Расстроенный и возбужденный вышел Бочаров от Велигурова. Сопротивление генерала было для него странным и неожиданным. «Неужели я не прав?» — думал он, вновь перечитывая доклад. Он дважды все пересмотрел, критически проверил и не нашел ни одного положения, которое он не мог бы подтвердить фактами и которое вызывало бы сомнение.
Долго раздумывал Бочаров, но ответа на волновавшие его вопросы найти так и не мог. У него появилась было мысль несколько задержать доклад, попытаться доказать Велигурову свою правоту, но, вспомнив все, что видел и что пережил за последние дни, отбросил эту мысль.
— Я не могу молчать, — сказал он себе, — это будет и нечестно и даже преступно. Будь что будет. Я не Велигурову служу и работаю не ради его удовольствия. Пройдет время, и он все поймет.
Укрепясь в своем мнении, Бочаров пошел в оперативное управление, сдал доклад в секретную часть и потребовал с первым самолетом отправить в Москву.
Из оперативного управления Бочаров вышел с радостным сознанием честно исполненного долга, но как только вспомнил недавний разговор с Велигуровым, ему стало тоскливо и неприятно. Он понимал, что после такого разговора совместная работа с Велигуровым станет невыносимой, и, раздумывая о будущем, он медленно шагал по улице, то и дело отвечая на приветствия встречающихся военных.
— Бочаров, здорово! — окликнул его спешивший с большой папкой под мышкой заместитель начальника оперативного отдела, однокашник по академии, подполковник Савельев. — Тебя что-то совсем не видно, где пропадаешь?
— В войсках все время, только вернулся.

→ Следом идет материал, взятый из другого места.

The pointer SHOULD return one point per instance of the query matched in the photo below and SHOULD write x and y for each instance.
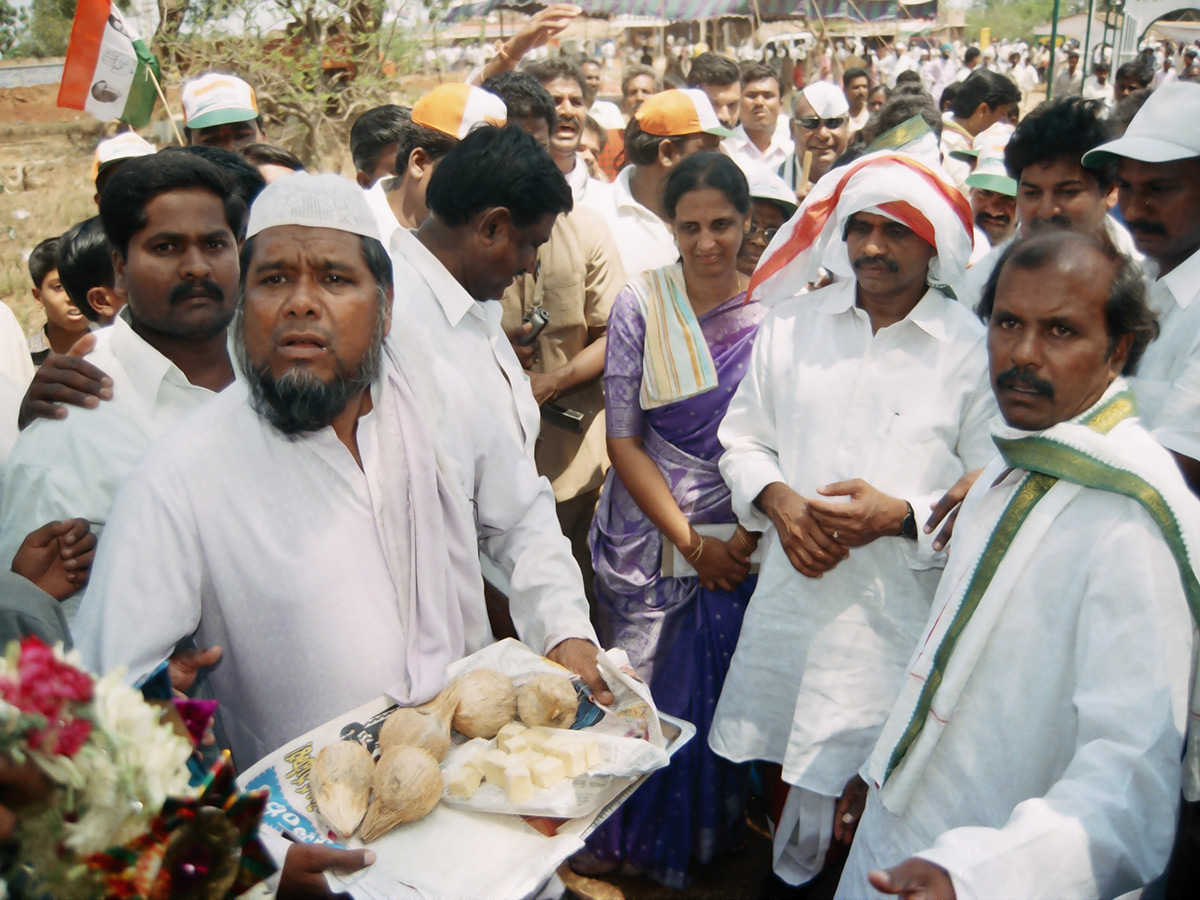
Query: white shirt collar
(1183, 281)
(451, 297)
(147, 367)
(928, 315)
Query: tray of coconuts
(513, 759)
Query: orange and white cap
(217, 99)
(456, 108)
(672, 114)
(120, 147)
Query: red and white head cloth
(889, 184)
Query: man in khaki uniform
(577, 277)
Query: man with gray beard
(300, 520)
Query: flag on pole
(109, 70)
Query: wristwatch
(909, 526)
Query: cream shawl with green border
(1059, 463)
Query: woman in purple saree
(678, 343)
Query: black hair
(1063, 127)
(85, 262)
(1133, 70)
(707, 169)
(984, 87)
(853, 72)
(270, 155)
(1126, 312)
(903, 105)
(497, 167)
(713, 69)
(523, 97)
(436, 144)
(635, 71)
(760, 72)
(143, 178)
(641, 147)
(1126, 109)
(373, 132)
(547, 70)
(249, 181)
(43, 259)
(949, 94)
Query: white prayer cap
(1165, 129)
(316, 202)
(827, 100)
(766, 185)
(120, 147)
(895, 185)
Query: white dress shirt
(1059, 772)
(271, 546)
(747, 154)
(643, 239)
(489, 409)
(1168, 377)
(67, 468)
(907, 409)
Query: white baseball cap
(1164, 130)
(217, 99)
(322, 201)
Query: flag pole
(166, 106)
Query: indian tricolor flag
(109, 71)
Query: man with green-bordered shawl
(1035, 748)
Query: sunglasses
(767, 234)
(811, 123)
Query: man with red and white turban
(864, 401)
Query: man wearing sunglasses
(821, 127)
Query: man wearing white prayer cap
(863, 402)
(820, 131)
(1158, 191)
(307, 520)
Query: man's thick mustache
(196, 288)
(1143, 227)
(892, 264)
(1024, 378)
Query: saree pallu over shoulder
(677, 363)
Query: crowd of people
(864, 415)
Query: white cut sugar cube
(493, 763)
(463, 783)
(573, 755)
(519, 784)
(509, 731)
(547, 772)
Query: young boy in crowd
(85, 270)
(65, 323)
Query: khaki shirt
(581, 274)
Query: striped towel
(676, 360)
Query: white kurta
(273, 547)
(489, 424)
(907, 409)
(643, 240)
(1059, 773)
(67, 468)
(1168, 378)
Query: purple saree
(678, 635)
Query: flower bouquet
(120, 817)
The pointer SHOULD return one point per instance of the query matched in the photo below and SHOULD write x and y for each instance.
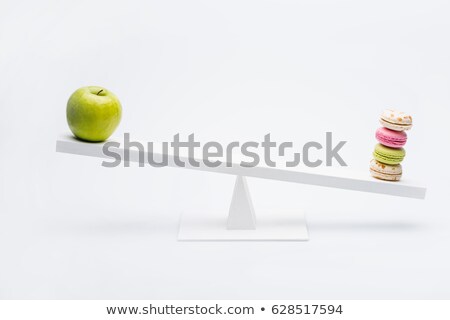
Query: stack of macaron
(389, 152)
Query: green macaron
(387, 155)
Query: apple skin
(93, 113)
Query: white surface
(72, 229)
(241, 215)
(270, 226)
(338, 178)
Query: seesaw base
(283, 226)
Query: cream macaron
(385, 171)
(396, 120)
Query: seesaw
(241, 223)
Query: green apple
(93, 113)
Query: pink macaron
(391, 138)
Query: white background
(225, 70)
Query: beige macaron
(396, 120)
(384, 171)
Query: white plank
(341, 178)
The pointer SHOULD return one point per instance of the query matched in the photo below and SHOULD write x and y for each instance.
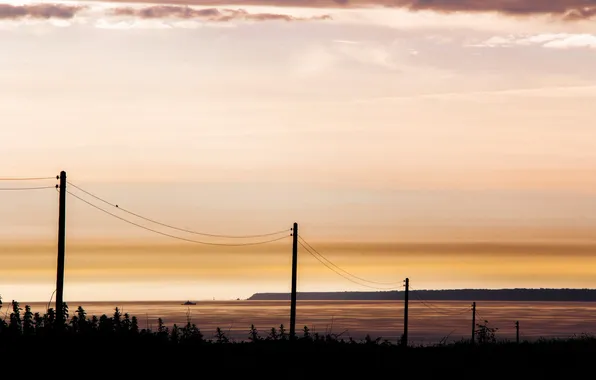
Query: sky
(451, 142)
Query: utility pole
(406, 297)
(294, 273)
(473, 322)
(61, 245)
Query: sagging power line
(174, 236)
(341, 269)
(25, 178)
(322, 259)
(275, 233)
(26, 188)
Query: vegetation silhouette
(118, 338)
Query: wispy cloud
(566, 9)
(39, 11)
(209, 14)
(548, 40)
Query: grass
(117, 342)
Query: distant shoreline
(518, 294)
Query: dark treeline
(550, 295)
(96, 345)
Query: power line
(345, 271)
(174, 227)
(174, 236)
(339, 273)
(26, 188)
(25, 178)
(438, 309)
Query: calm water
(429, 322)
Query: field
(116, 343)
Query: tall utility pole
(61, 245)
(294, 273)
(473, 322)
(406, 297)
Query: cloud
(549, 40)
(571, 10)
(209, 14)
(39, 11)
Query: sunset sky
(445, 141)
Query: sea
(429, 322)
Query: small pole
(406, 297)
(473, 322)
(61, 245)
(294, 273)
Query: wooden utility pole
(406, 298)
(61, 244)
(473, 322)
(294, 273)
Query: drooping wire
(174, 227)
(440, 310)
(25, 188)
(338, 272)
(25, 178)
(174, 236)
(343, 270)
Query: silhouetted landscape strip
(518, 294)
(117, 342)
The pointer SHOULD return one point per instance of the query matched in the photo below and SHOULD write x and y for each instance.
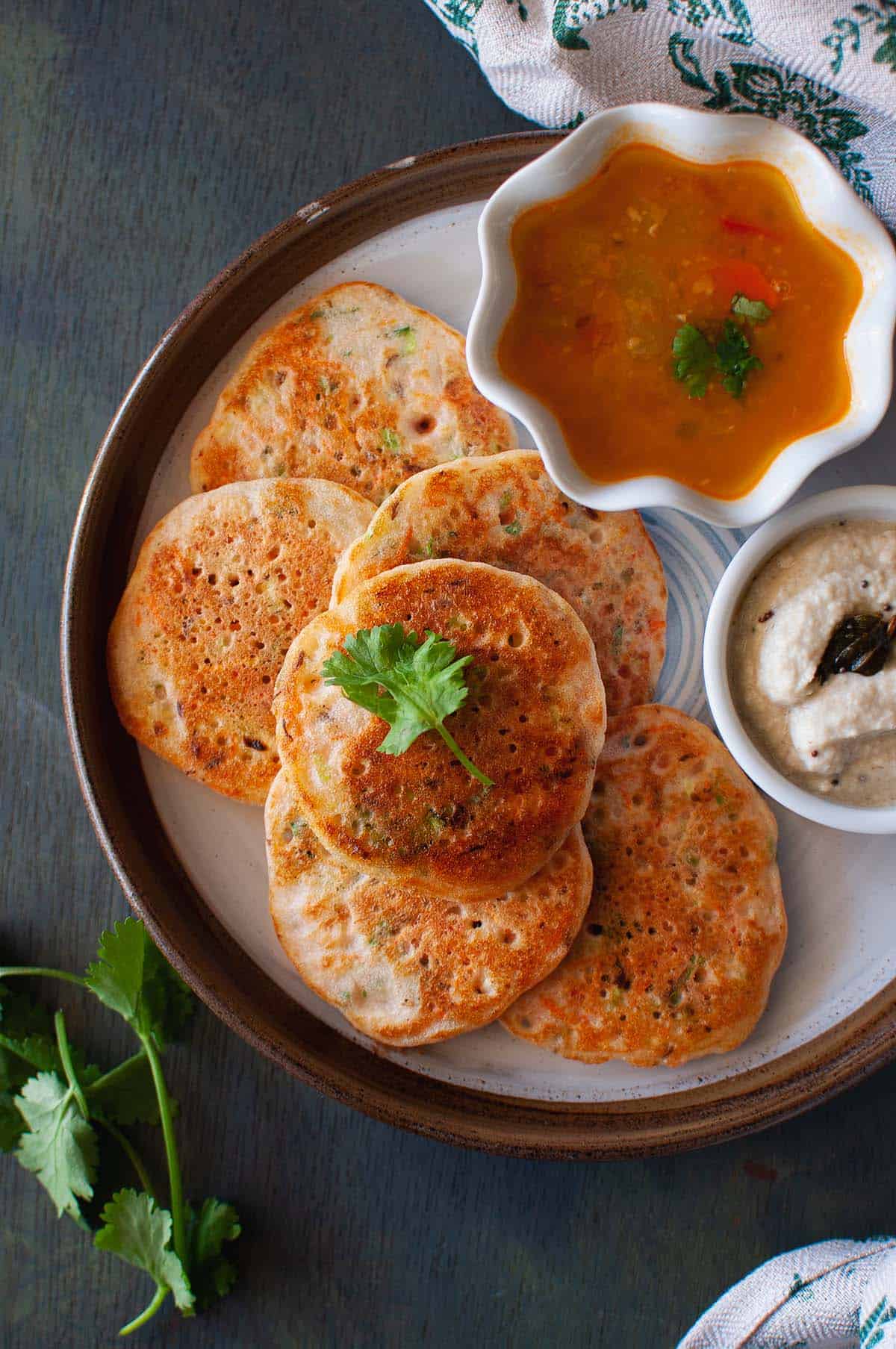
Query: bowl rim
(128, 830)
(710, 138)
(864, 502)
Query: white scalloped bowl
(705, 138)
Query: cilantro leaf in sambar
(735, 359)
(694, 361)
(755, 311)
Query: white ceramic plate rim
(867, 502)
(707, 138)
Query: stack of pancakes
(608, 899)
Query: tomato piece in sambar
(612, 272)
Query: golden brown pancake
(685, 926)
(401, 965)
(533, 722)
(357, 386)
(505, 510)
(220, 588)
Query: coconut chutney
(812, 664)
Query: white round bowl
(706, 138)
(874, 502)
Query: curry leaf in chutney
(859, 645)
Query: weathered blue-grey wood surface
(145, 145)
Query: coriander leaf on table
(735, 359)
(212, 1275)
(133, 978)
(409, 685)
(135, 1230)
(48, 1121)
(694, 361)
(11, 1123)
(26, 1031)
(755, 311)
(127, 1094)
(58, 1146)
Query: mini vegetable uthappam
(220, 588)
(357, 386)
(685, 926)
(505, 510)
(531, 720)
(401, 965)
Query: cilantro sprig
(697, 361)
(56, 1106)
(411, 685)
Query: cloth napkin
(832, 1295)
(826, 68)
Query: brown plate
(138, 849)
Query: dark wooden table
(143, 145)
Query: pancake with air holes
(532, 722)
(357, 386)
(220, 588)
(685, 926)
(401, 965)
(505, 510)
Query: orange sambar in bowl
(680, 319)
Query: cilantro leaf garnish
(49, 1118)
(695, 362)
(135, 1230)
(408, 339)
(735, 359)
(694, 359)
(755, 311)
(409, 685)
(391, 439)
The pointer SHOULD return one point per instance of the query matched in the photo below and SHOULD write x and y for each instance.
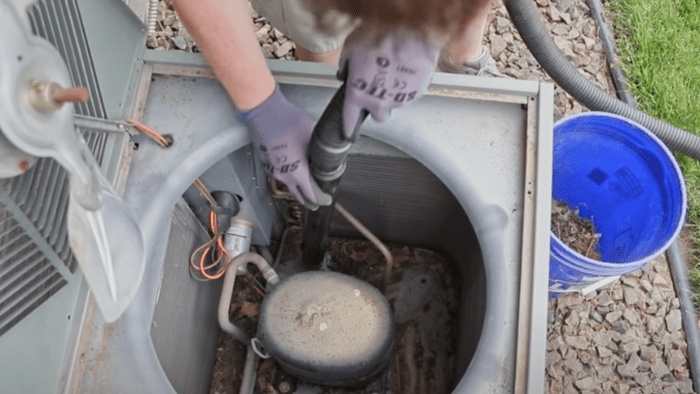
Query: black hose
(611, 53)
(328, 152)
(526, 19)
(685, 296)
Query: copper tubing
(227, 291)
(149, 132)
(382, 248)
(71, 95)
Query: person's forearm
(223, 29)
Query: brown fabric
(445, 16)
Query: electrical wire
(199, 185)
(222, 254)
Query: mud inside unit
(436, 287)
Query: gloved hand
(281, 132)
(384, 71)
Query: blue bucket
(622, 178)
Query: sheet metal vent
(59, 22)
(35, 258)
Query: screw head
(284, 387)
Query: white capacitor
(237, 239)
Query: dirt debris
(574, 231)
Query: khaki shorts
(293, 19)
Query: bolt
(284, 387)
(46, 97)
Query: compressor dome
(328, 328)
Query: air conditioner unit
(466, 171)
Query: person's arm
(223, 29)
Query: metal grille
(59, 22)
(27, 275)
(34, 245)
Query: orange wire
(149, 132)
(217, 240)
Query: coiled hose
(152, 15)
(537, 38)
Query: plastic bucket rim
(679, 176)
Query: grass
(659, 45)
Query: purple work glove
(281, 132)
(384, 71)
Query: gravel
(625, 338)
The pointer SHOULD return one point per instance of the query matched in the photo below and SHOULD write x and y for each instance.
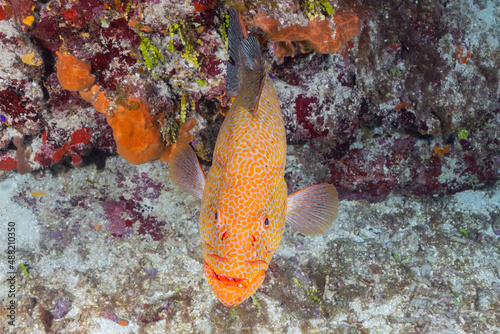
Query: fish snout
(232, 290)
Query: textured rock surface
(98, 253)
(405, 116)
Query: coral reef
(403, 118)
(316, 35)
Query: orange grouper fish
(244, 199)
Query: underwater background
(395, 103)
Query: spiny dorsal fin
(186, 172)
(245, 61)
(312, 210)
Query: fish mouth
(232, 290)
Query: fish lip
(232, 281)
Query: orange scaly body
(245, 186)
(244, 198)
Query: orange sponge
(137, 133)
(317, 35)
(73, 74)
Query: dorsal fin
(244, 67)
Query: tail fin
(245, 60)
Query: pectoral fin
(186, 172)
(312, 210)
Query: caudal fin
(312, 210)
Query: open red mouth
(229, 281)
(232, 290)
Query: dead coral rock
(73, 74)
(317, 35)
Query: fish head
(240, 235)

А ты как?
— Да зарылся в бумагах и света белого не вижу.
— Познакомь меня с общим ходом боев.
Глядя на огромную, всю испещренную условными знаками карту Савельева, Бочаров не верил своим глазам. Весь наш фронт восточнее Курска, Белгорода, Харькова и дальше на юг был прорван. Синие стрелы немецких танковых, пехотных, моторизованных дивизий, объединенных в корпуса, армии, группы армий, продвинулись от недавней линии фронта далеко вперед и нацелились на Воронеж, на Старый и Новый Оскол, на Валуйки, на густо расположенные города Донбасса.
— Что, страшно? — видя, как меняется выражение лица Бочарова, спросил Савельев.
— Да, обстановочка, — прошептал Бочаров, — какие же силы он бросил?
— Силы огромные. Наступают две южные группы армий: группа «А» и группа «Б». В группе «А» — она в основном бьет на Донбасс и южнее — около сорока пяти дивизий, в группе «Б» — она здесь вот у нас фронт прорвала — более семидесяти дивизий. А всего, как видишь, около ста пятнадцати дивизий. И в центре, перед Москвой, он держит восемьдесят дивизий. Вот тебе картина. Но самое страшное в том, что фронт наш от Курска и почти до Азовского моря прорван.
Глава четырнадцатая
Павел Круглов очнулся в каком-то сыром, прохладном месте, пытался поднять голову, но острая боль резанула шею, затылок, и в полубеспамятстве мелькнула первая мысль: «Жив я или не жив?» Сразу же, как из тумана, всплыл в сознании несмолкающий дикий гул артиллерии, рев танков, ходуном ходивший блиндаж, Ивакин у пулемета, сам, он, Круглов, с поднятыми руками бежавший навстречу немцам.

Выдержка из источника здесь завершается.